While I was doing this I came across a little collection of poetry.  At one time in my life I was very much into books by May Sarton.  "At Seventy" (probably when I was seventy) and "House by the Seas"  They lived on the table on my side of the bed on tenth avenue.  Where are they now????

This little poem of May Sarton's expresses quite exactly how I would like my house to be, in all simplicity and peace.  It is called  "The Work of Happiness"


I thought of happiness, how it is woven
Out of the silence in the empty house each day
And how it is not sudden and it is not given
But is creation itself like the growth of a tree.
No one has seen it happen, but inside the bark
Another circle is growing in the expanding ring.
No one has heard the root go deeper in the dark,
But the tree is lifted  by this inward work
And its plumes shine, and its leaves are glittering.

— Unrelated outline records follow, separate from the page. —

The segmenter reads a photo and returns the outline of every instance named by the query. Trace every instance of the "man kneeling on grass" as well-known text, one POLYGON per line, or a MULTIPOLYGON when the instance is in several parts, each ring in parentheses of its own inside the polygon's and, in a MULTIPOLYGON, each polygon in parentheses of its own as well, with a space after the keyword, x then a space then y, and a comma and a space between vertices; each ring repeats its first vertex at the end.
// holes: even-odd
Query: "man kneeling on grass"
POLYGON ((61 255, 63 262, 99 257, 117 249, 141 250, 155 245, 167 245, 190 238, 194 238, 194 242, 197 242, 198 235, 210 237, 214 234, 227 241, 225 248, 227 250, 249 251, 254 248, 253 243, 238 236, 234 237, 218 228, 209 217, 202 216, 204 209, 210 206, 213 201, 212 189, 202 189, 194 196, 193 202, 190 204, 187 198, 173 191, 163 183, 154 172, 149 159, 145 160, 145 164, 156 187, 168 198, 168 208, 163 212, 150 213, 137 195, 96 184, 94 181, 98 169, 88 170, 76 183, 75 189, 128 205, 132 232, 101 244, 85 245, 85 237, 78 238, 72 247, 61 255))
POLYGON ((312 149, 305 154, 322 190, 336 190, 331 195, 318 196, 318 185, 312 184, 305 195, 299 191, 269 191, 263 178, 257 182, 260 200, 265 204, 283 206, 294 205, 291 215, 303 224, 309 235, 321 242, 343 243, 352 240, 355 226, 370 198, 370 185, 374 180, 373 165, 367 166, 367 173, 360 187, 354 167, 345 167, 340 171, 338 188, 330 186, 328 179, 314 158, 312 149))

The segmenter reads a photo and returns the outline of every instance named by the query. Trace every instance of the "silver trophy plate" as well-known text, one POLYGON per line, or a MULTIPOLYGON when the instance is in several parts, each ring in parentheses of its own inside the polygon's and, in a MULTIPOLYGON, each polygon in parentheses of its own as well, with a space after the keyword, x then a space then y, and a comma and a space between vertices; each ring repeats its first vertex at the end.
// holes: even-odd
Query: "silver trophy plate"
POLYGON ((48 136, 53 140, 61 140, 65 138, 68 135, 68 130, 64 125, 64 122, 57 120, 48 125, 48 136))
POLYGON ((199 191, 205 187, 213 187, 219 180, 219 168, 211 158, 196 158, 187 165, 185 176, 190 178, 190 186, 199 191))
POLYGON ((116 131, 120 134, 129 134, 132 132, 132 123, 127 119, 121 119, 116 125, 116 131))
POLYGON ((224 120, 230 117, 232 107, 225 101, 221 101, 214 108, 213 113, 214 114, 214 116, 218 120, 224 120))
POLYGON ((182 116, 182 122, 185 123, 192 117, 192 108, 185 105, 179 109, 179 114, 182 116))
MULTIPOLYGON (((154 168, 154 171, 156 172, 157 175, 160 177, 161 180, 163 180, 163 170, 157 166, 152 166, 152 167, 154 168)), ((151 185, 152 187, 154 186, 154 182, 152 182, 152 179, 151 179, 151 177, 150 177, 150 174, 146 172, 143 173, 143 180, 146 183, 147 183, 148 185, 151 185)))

So happiness is woven out of the peace of hours
And strikes its roots deep in the house alone:
The old chest in the corner, cool waxed floors,
White curtains softly and continually blown
As the free air moves quietly about the room.
A shelf of books, a table, and the white-washed wall -
These are the dear familiar gods of home
And here the work of faith can best be done,
The growing tree is green and musical.

For what is happiness but growth in peace,
The timeless sense of time when furniture
Has stood a life's span in a single place,
And as the air moves, so the old dreams stir
The shining leaves of present happiness?
No one has heard thought or listened to a mind, 
But where people have lived in inwardness
The air is charged with blessing and does bless;
Windows look out on mountains and the walls are kind.

Well, we all know that what with music, the piano, the ukulele, the looms, the STASH, the books, the memoirs, the old report cards and Christmas greetings (saved), the drawers of music books, all the linens and the ornaments, the twelve boxes of hard print photos and snaps, and the albums, and a box of old essays, and all the letters Charles and I wrote to and fro while he was training and flying Lancasters, my journals and the shelves of genealogy info  - oh, I must stop........!!!

Perhaps somebody will be delighted and say, "Oh look, - Grandma's old Cookie Jar"


.I would show you the actual cookie jar, but it is on the top shelf and I am not allowed to take a camera up the step ladder to snap a picture!!!  I keep my meagre supply of cookies for Great Grandma in the middle drawer by the stove!!

3 comments:

Hill Top Post said...

Another delightful post (of course)! I really try not to move things around much for fear those things will never be found. I have read one of May Sarton's books and even jotted down a few of her lines that I wanted to remember. I love her thoughts here on happiness.

Sallie (FullTime-Life) said...

As long as you don't forget that the daily cookies are stored in the middle drawer what could go wrong? (And by the way, cookies sound better to me at this stage than a daily chocolate cake ... our children weren't quite that fortunate by the way!!)

In all seriousness, I do know what you mean about how "stuff" accumulates. We have downsized, pared down, and then done it again and again ... but still ....

Barb said...

I loved reading your post, Hildred. I TRY hard to keep tidying so our home remains simple and uncluttered. However, things seem to sprout and grow overnight, so eventually, I must begin again with renewed diligence. My family would certainly be lucky if there were homemade cookies someplace in my kitchen. My days of baking have really dwindled. However, now and then I make your orange muffins (as bread) and think of you. My grandkids are grateful to you! It's snowing hard here. Bob and I leave for the beach in a few days. Yippee!